- Interactive map of Botanical Garden of the Ozarks
- Type: Botanical garden
- Location: Fayetteville, Arkansas, United States
- Nearest city: Fayetteville
- Area: 44 acres (18 ha)
- Opened: 2007
- Operator: Nonprofit 501(c)(3)
- Status: Open to the public
- Website: www.bgozarks.org

= Botanical Garden of the Ozarks =

Botanical garden in Fayetteville, Arkansas

The Botanical Garden of the Ozarks (BGO) is a non-profit 501(c)(3) organization located on the east side of Lake Fayetteville in Fayetteville, Arkansas, United States. The 44 acre site is situated along Arkansas Highway 265, near the border of Fayetteville and Springdale. It is the first botanical garden in Northwest Arkansas.

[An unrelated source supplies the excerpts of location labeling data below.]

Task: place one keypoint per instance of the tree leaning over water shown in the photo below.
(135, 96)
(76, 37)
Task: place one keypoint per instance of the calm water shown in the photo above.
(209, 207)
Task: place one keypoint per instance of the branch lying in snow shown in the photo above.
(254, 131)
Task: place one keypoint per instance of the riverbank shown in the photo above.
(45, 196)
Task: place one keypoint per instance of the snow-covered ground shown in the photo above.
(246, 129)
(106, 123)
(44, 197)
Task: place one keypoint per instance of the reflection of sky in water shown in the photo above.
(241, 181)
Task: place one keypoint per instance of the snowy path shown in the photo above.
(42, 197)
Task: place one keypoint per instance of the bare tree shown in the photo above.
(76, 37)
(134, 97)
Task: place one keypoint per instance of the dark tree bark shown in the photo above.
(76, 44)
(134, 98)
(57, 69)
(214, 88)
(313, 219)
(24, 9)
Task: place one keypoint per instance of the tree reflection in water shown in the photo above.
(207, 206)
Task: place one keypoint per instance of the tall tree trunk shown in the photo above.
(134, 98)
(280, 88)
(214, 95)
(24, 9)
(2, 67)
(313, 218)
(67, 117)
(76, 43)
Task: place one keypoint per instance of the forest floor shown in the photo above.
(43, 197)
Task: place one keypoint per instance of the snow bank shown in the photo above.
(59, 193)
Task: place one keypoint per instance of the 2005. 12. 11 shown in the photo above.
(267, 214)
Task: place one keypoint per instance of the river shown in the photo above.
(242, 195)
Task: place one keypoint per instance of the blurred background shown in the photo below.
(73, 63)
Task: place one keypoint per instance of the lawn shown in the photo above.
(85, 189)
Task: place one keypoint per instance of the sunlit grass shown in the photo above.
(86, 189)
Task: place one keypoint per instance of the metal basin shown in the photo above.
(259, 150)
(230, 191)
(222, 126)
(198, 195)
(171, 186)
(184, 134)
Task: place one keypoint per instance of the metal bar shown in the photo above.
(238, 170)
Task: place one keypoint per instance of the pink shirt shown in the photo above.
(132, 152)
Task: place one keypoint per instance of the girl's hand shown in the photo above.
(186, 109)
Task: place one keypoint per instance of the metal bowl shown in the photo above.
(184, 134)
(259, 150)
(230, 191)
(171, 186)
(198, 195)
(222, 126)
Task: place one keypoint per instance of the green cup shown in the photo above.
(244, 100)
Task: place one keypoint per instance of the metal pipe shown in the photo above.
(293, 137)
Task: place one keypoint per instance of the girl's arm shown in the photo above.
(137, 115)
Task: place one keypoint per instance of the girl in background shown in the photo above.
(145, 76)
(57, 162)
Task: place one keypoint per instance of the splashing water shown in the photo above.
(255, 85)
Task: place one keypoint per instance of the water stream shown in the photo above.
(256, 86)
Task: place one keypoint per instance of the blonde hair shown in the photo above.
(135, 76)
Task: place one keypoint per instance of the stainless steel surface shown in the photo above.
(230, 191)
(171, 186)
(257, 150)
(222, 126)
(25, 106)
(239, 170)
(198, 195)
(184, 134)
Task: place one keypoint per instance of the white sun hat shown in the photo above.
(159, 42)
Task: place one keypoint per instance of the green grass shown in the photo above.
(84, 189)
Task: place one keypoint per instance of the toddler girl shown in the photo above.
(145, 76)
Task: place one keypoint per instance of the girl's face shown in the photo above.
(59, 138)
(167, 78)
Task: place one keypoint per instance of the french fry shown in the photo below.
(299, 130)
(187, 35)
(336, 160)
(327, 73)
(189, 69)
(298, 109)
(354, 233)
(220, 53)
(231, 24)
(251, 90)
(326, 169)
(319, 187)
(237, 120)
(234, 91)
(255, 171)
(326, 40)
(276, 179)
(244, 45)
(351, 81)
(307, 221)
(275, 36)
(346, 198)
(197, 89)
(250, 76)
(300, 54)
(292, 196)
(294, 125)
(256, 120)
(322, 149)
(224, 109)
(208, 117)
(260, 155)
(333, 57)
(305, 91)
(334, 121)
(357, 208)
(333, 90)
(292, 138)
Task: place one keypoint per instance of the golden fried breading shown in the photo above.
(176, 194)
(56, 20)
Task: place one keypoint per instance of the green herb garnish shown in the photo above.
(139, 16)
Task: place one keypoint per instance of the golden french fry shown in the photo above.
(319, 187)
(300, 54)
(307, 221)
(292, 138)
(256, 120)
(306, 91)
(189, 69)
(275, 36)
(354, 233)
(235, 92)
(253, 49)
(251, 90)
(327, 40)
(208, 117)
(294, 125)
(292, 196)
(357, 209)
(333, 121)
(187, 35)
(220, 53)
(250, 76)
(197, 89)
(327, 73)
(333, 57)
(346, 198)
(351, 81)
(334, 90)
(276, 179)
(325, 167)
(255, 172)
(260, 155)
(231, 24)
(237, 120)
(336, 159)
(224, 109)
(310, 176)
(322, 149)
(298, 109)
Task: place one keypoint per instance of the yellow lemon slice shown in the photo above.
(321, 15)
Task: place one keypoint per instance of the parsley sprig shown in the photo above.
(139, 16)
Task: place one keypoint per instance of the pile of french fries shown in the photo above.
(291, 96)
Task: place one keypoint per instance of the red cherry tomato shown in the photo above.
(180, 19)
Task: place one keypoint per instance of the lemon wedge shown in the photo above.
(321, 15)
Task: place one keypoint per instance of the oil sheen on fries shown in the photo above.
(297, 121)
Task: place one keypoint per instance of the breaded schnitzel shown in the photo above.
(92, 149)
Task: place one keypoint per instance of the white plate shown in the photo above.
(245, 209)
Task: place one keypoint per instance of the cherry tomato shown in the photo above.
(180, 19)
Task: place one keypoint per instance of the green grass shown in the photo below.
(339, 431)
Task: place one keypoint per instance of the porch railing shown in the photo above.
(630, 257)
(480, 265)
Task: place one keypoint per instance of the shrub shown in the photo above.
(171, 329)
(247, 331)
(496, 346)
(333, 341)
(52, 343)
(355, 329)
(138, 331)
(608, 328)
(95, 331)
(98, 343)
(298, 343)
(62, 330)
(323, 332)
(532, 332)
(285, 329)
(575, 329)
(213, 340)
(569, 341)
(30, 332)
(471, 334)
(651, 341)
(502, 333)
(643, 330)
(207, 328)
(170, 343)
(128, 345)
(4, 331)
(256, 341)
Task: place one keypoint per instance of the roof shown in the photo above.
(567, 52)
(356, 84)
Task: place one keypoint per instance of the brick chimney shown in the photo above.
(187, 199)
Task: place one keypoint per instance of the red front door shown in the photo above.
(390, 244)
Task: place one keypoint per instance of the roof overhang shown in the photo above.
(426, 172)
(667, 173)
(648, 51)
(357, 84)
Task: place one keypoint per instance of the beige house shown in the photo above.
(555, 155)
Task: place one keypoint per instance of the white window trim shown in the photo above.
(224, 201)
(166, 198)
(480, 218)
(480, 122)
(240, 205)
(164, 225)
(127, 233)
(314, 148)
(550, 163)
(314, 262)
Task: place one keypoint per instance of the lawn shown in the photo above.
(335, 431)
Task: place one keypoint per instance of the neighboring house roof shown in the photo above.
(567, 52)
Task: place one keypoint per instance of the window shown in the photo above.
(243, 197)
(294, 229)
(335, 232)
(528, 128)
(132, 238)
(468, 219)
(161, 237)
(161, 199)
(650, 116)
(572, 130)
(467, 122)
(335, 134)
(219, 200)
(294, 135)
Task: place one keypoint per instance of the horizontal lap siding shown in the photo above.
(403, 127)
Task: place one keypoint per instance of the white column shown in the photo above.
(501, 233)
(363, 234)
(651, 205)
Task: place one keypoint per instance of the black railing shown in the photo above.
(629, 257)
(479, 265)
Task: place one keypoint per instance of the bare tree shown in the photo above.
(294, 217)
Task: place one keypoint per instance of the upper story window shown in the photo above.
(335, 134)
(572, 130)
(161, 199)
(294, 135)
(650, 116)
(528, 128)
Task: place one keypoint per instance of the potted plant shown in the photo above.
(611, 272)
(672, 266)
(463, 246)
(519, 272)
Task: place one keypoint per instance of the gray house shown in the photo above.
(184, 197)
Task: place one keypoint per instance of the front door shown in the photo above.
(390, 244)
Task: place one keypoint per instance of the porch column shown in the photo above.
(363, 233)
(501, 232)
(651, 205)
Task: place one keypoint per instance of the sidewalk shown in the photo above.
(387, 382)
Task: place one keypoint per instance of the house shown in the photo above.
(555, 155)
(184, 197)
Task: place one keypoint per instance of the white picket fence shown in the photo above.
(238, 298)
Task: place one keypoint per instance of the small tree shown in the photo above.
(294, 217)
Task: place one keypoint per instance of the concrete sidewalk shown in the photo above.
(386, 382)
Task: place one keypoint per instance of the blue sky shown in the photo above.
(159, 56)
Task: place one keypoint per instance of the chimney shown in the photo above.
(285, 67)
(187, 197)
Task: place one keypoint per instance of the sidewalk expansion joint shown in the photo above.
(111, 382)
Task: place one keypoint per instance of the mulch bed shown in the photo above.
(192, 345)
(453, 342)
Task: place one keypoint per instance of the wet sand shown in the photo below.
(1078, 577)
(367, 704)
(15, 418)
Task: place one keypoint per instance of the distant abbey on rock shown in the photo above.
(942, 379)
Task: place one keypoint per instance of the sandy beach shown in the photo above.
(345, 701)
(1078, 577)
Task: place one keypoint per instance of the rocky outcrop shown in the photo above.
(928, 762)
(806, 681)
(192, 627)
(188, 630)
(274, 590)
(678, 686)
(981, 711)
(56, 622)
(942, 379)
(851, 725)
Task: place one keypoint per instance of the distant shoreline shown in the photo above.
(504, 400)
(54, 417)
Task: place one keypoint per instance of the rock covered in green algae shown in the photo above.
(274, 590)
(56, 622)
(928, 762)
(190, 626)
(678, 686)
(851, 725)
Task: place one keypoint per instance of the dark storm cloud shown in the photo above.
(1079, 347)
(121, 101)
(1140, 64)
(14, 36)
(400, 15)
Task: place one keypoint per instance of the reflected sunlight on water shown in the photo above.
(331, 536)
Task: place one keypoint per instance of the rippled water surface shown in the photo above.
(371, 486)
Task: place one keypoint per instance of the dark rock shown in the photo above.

Approximately six acres (2.4 ha) of the site are developed gardens. The grounds feature 12 individual gardens, each designed around a different theme, intended to inspire and educate visitors with ideas that may be applied in home landscapes. The Garden is also home to the only butterfly house in the state of Arkansas, where visitors can observe seasonal butterfly life cycles.

The Botanical Garden of the Ozarks operates as a member-supported, nonprofit public garden with an emphasis on education and environmental awareness. The Garden offers year-round programs, classes, community events, and school field trips for visitors of all ages. It also serves as a regional venue for private events and weddings and has been recognized by CitiScapes Magazine as a “Top 10 Best Place to Get Married” and a “Top 5 Best Family & Kids Attraction.”

==Garden description==
The Botanical Garden of the Ozarks was incorporated in 1994 and opened to the public in 2007. The first phase of development included nine “Backyard Gardens,” created to demonstrate garden design concepts suitable for home use. These initial gardens were the Japanese Garden, Vegetable and Herb Garden, Children’s Garden, Four Seasons Garden, Shade Garden, Rose and Perennial Garden, Ozark Native Garden, Sensory Garden, and Rock and Water Garden. Additional gardens and features have since been added, including the Founders Garden, the Reading Railroad, the Education Cottage Garden, and the Butterfly House and Garden.